The data visualization of **Net Hourly Electrical Energy Output** using Histogram. The **Green** -- indicates **Mean** and  **Purple** -- indicates **Median**.

In [None]:
plt.figure(figsize = (12,10))
sns.histplot(df["Net Hourly Electrical Energy Output"],kde=True,bins=40,color="red",cumulative=True)
plt.title("Cumulative of the Target Column")

In [None]:
sns.pairplot(df,
                 markers="+",
                 kind='reg',
                 diag_kind="kde",
                 plot_kws={'line_kws':{'color':'#aec6cf'},
                           'scatter_kws': {'alpha': 0.5,
                                           'color': '#82ad32'}},
               
                 diag_kws= {'color': '#82ad32'})


**Regration:**

In [None]:
plt.figure(figsize = (15,10))
sns.regplot(data=df, x="Average Temperature", y="Net Hourly Electrical Energy Output",color="red")

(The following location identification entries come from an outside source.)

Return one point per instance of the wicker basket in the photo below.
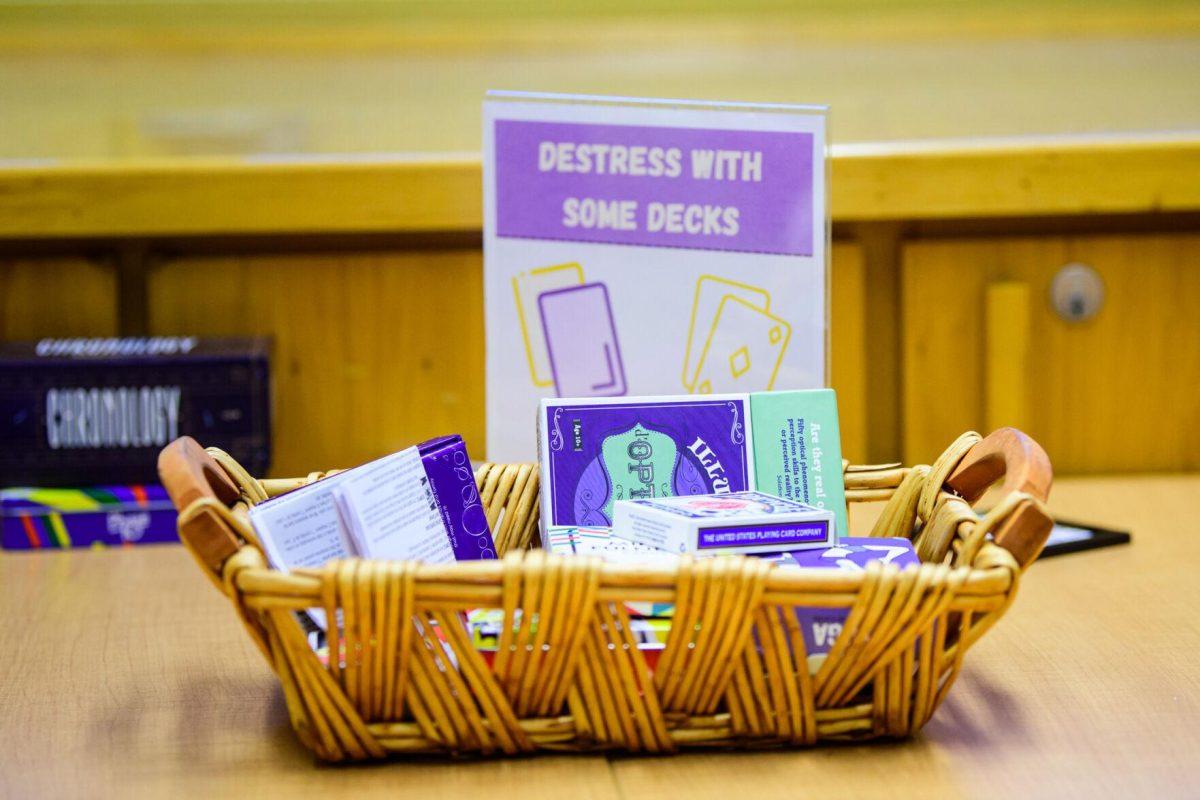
(568, 674)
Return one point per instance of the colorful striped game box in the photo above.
(93, 517)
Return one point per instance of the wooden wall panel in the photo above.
(847, 347)
(373, 352)
(365, 361)
(55, 296)
(1114, 394)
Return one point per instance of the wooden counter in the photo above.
(309, 170)
(127, 674)
(424, 194)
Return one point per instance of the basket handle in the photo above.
(1011, 455)
(190, 474)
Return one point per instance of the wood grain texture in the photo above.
(1113, 394)
(847, 342)
(55, 296)
(120, 79)
(129, 677)
(373, 352)
(209, 196)
(1006, 355)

The above plot is **Average Temperature** Vs **Net Hourly Electrical Energy Output**. The regration line indicates the strong **Negative** Correlation between them.



In [None]:
plt.figure(figsize = (15,10))
sns.regplot(data=df, x="Exhaust Vacuum", y="Net Hourly Electrical Energy Output",color="green")

The above plot is **Exhaust Vacuum** Vs **Net Hourly Electrical Energy Output** . The regration line indicates the strong **Negative** Correlation between them.



In [None]:
plt.figure(figsize = (15,10))
sns.regplot(data=df, x="Ambient Pressure", y="Net Hourly Electrical Energy Output",color="purple")

The above plot is **Ambient Pressure** Vs **Net Hourly Electrical Energy Output**. The regration line indicates the strong **Positive** Correlation between them.